My thesis advisor is Joseph Dougherty and the lab is broadly interested in studying the genetics of neurodevelopment disorders. Currently, I'm working on a collaboration with the lab of Rob Mitra using their Calling Cards technology to profile cell-type-specific enhancers in the brain. I've generated data from in vivo models looking at layer 5 pyramidal neurons and GABAergic interneurons. Recently, I've started a second project where we are using a Massively Parallel Reporter Assay to look for functional variants in the untranslated regions of autism relevant genes. Lots of exciting research going on!
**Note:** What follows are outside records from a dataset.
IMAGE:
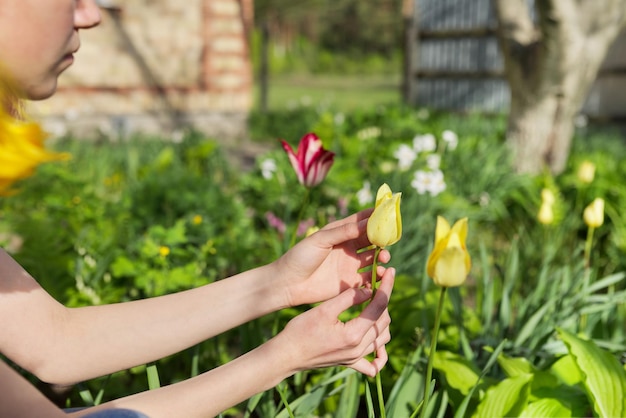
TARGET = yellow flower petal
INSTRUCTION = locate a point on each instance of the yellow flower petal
(594, 213)
(449, 263)
(384, 227)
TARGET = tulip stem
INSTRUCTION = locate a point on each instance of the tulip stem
(588, 244)
(433, 349)
(305, 203)
(379, 384)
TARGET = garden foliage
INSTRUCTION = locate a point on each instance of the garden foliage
(537, 329)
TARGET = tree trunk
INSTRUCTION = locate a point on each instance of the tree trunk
(550, 66)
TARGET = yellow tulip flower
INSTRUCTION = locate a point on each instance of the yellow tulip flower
(594, 213)
(586, 172)
(21, 142)
(384, 226)
(449, 263)
(545, 215)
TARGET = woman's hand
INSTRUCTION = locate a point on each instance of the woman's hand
(327, 263)
(317, 338)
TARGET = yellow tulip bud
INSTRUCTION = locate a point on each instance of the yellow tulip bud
(594, 213)
(586, 172)
(545, 215)
(449, 263)
(310, 231)
(547, 196)
(384, 227)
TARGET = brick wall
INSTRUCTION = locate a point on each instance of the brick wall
(158, 66)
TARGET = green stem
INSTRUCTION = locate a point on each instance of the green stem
(379, 385)
(433, 349)
(586, 278)
(588, 243)
(283, 397)
(381, 400)
(300, 216)
(153, 376)
(374, 268)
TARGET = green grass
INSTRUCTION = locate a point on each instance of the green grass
(342, 92)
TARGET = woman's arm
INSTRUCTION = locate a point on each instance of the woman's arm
(313, 339)
(62, 345)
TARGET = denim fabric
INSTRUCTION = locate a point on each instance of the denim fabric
(111, 413)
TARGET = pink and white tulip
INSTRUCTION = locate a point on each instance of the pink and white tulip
(311, 161)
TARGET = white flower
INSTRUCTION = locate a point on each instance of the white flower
(368, 133)
(406, 156)
(268, 168)
(437, 184)
(420, 181)
(451, 138)
(424, 143)
(365, 196)
(433, 161)
(428, 182)
(423, 114)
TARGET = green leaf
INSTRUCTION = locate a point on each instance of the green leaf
(350, 397)
(546, 407)
(603, 376)
(407, 390)
(566, 371)
(461, 411)
(507, 398)
(515, 366)
(460, 373)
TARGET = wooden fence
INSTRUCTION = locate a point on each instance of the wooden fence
(453, 61)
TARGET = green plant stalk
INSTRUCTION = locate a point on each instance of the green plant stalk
(153, 376)
(588, 243)
(586, 278)
(379, 384)
(283, 397)
(305, 203)
(433, 349)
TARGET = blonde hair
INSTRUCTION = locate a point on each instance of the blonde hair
(21, 140)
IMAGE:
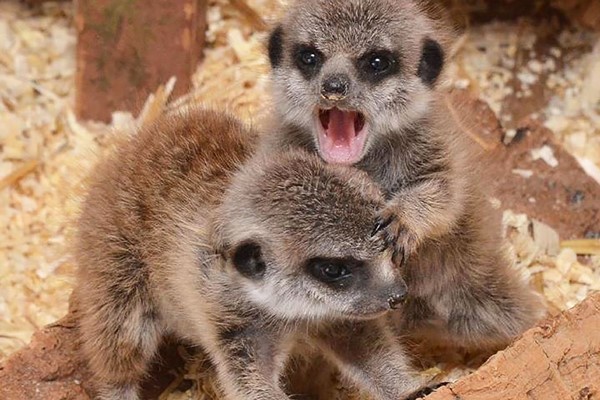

Are you involved in any student groups, volunteer work or other ventures outside of the lab?
I've been involved in the Young Scientist Program since I started my graduate career doing tutoring, continued mentoring, teaching teams, and coordinating Summer Focus events. I'm also one of the core members for the Graduate Association of Latin American Students and coordinate/plan several of the Showcase events. Finally, I've completed and plan to continue consulting with the BALSA group. Needless to say, I'm a busy guy. 

What is your favorite part about living in St. Louis? 

I was born and raised in southern California, so it's nice to finally experience seasons although, funny story (or maybe it isn't), I broke my arm my first winter in STL by slipping on some ice. Good times.

What hobbies do you enjoy?
I'm almost always discussing music with peers   it's been one of the biggest influences in my life. My other hobbies are an unyielding dichotomy: I enjoy being outdoors hiking or camping, but I also like laying on my couch watching Netflix.

What is your favorite quote?
“Se dejó llevar por la convicción de que los seres humanos no nacen para siempre el día en que sus madres los alumbran, sino que la vida los obliga otra vez y muchas veces a parirse a sí mismos.” 

Is a hot dog a sandwich?
No?

Who is your biggest role model?
As far as a role model in life, I'd have to say my mom. This woman has made unimaginable sacrifices in her life and you would never know it, since she continues to be this strong-willed and resilient Latina. On the career side, I'd say my previous and current mentor since they have all demonstrated excellence in science and tackle scientific challenges with a fearless demeanor.

What career would you like to pursue after completing your PhD training?
As of now, I'd like to return to industry. I enjoyed and thrived with the structure, research impact, focus, and technical work that industry offers.

What advice would you give to prospective graduate students?
Here is some advice that I've found useful:

 - Graduate school is not easy. It's important to stay productive, but always pace yourself.
 - 
You will gain nothing from comparing yourself to your classmates/peers, since we come from all walks of life.
 - 
Your mental health is just as important, if not more, than your physical health.
 - 
Find a solid group of friends that can provide support in all forms.
 - Have fun. We're all here because we are passionate about research and discovery.